Thursday, May 27, 2010
Author Interview: Laurie Lewis
No, Awakening Avery is current, so it’s a nice diversion from my historical work.
What is the message behind the title, Awakening Avery.
Our lead character is an LDS author/wife and mother who gets catapulted from her comfortable support role in the family to the lead after the untimely death of her wonderful husband. Although her husband, Paul, had been slowing fading for a long time, Avery had closed her eyes to the toll his illness and death had taken on her and her family. Her oldest son tells her he needs to get away to deal with his grief, and she is forced to face some hard truths—things are falling apart in her once perfect family, and instead of preparing for the eventuality of Paul’s death, she has been shriveling away. Avery needs to step up and take action, a daring thing that requires her to grow and stretch in ways she never imagined.
So is this story primarily about handling grief?
The Thompson family’s grief is the vehicle we use to address the major theme of the book, which is family vigilance. Their grief opens cracks in their spiritual veneer that weakens them, and makes them vulnerable, but hopefully readers will recognize that all of our families are vulnerable if we lower our vigilance for whatever reason. But another lesson from the book is the power available to us as we draw upon our families and friends for strength. The book is very hopeful.
The themes are serious, but you call Awakening Avery a chuckle-out-loud and grab-a-hankie read. Why?
Avery is grieving, but she goes through a summer of self-discovery where she opens her narrow world up to receive a host of quirky new friends. They all have life experience and strength she can draw from, and she discovers she has a few things to teach them as well. So it’s not a sad book. Parts are very tender—happy tender and sad tender— and parts are a riot. We’ve got some fun, crazy characters in here.
Like Teddie and Rider Davis? They’re hilarious!
Yeah, I love them! They remind me of kids playing dress-up, but they have already been through the fire, and under all their designer duds, they are people of great substance. They have been tested in the crucible of faith, and they are stronger because of it.

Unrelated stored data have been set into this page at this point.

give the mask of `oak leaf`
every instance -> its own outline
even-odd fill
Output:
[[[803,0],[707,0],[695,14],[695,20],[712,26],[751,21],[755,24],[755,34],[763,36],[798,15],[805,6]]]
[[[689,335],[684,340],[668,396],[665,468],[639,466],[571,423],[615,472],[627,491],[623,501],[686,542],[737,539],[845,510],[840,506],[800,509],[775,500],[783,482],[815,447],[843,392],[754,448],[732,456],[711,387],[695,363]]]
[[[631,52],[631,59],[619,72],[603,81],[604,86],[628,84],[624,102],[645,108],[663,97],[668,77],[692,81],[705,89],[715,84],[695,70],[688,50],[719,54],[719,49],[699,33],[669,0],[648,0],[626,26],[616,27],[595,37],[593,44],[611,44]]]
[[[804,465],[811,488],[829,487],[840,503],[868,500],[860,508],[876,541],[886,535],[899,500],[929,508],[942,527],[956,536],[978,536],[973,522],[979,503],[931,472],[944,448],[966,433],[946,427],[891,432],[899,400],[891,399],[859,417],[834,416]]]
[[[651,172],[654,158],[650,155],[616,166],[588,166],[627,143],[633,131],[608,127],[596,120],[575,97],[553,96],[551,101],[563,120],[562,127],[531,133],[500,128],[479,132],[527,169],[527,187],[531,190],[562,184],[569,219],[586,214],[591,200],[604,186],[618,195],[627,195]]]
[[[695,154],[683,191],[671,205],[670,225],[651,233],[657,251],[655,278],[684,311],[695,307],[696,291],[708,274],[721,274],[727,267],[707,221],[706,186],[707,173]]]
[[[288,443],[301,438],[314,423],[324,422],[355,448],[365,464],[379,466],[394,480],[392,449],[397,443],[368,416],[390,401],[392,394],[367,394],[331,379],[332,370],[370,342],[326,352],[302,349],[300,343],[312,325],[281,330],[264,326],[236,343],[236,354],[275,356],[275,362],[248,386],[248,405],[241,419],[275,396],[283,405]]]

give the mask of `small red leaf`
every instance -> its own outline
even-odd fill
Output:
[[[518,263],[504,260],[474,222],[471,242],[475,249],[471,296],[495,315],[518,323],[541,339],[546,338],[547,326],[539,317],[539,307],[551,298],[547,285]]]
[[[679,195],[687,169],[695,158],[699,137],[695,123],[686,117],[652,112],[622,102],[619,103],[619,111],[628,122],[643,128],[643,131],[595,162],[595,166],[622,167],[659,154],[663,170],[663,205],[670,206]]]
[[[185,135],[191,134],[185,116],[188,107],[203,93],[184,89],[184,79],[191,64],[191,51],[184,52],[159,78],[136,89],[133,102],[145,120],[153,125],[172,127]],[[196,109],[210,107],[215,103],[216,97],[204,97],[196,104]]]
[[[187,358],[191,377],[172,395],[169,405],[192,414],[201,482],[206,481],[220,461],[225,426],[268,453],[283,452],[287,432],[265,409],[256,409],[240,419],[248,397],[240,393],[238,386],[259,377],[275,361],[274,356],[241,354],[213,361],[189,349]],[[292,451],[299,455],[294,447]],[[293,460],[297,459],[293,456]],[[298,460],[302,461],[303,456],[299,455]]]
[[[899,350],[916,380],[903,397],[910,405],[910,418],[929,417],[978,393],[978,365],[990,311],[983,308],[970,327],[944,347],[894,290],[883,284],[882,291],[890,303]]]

And George? I hear the dedication of Awakening Avery is also very personal to you.
It is. It reads, “To my father, Allen K. Chilcoat, the chef behind the magic of slumgolian and peanut-butter balls; and to my mother, Bernice, who kept us alive despite his kitchen exploits.”
Of all the books I’ve written, or that I will ever write, this one probably best reflects my childhood memories of my father. He is the model for George because when Dad went into the kitchen to cook we knew it was going to be an adventure.
So Slumgolian is a real dish? You actually ate it?
Oh yes! I think the recipe had its beginnings in Iceland where my father was stationed for a time. The men threw whatever they had into a pot and called it Slumgolian. One evening when we were camping, after a long day of crabbing in the Chesapeake Bay, my dad offered to make dinner. Mom was horrified at what was being thrown together—baked beans, chicken noodle soup, corn, peas, you name it—but Dad insisted we’d love it. It looked dreadful, but Dad’s presentation and sales pitch transformed it from slop to Slumgolian, a very exotic foreign dish.
And the Kool-Aid pancakes and Peanut Butter Balls?
Yeah, they were all my dad’s recipes.
Avery is an author. Was that meant to be another biographical element?
No . . . I needed Avery to have a career that made her mobile enough to take this journey, and to provide her with a tool with which she could measure her personal growth. Writing her as an author fit that bill, and I already understood that industry. For Avery, her writing and the writings of another author—Axel Hunter—provide an outlet for expression . . . of her grief, her fears, her hopes. I think we all need an outlet. Hopefully one of our outlets is good friends.
Axel Hunter figures critically in this book.
Neither Avery nor Gabriel sees any personal life for themselves after their spouses die. Axel’s books open their eyes and hearts to possibilities they had shut out. As a writer, I’d love to think my books made a difference like that in anyone’s life.
That’s powerful, but there is also great power in humor. I love the story of the Carson sisters and the pink flamingo rug!
That was the most fun scene to write! I hope to begin a new pink flamingo trend in home décor!
The Thompsons are LDS but the Carsons are not. That becomes a major theme in the book as well.
Awakening Avery explores the additional tensions that arise in a marriage when religious differences exist, and the devastating consequences that occur when partners allow that to build a wedge in their family. The absolute essential nature of strong families is the underlying theme of Awakening Avery.
So what other projects are you working on?
I’m still promoting my Free Men and Dreamers series. Volume three, Dawn’s Early Light, debuted in December, and I’m hoping we’ll see book four on the shelves by late summer.
Thanks for the interview, Laurie. Awakening Avery sounds like a great gift for mothers and wives.
Reviews. . .
Readers will love the journey that Avery takes them on and will find themselves transformed in the process. —Martha Adams
“Teddie and Rider are most delightful, and they immediately find a place in Avery's heart and in the reader's heart as well.”
“I had to chuckle out loud.”
“A very . . . compelling read.”
“[This] author has a definite knack for making her characters' voices distinct.”
“I love Avery . . . a middle-aged woman being the heroine.”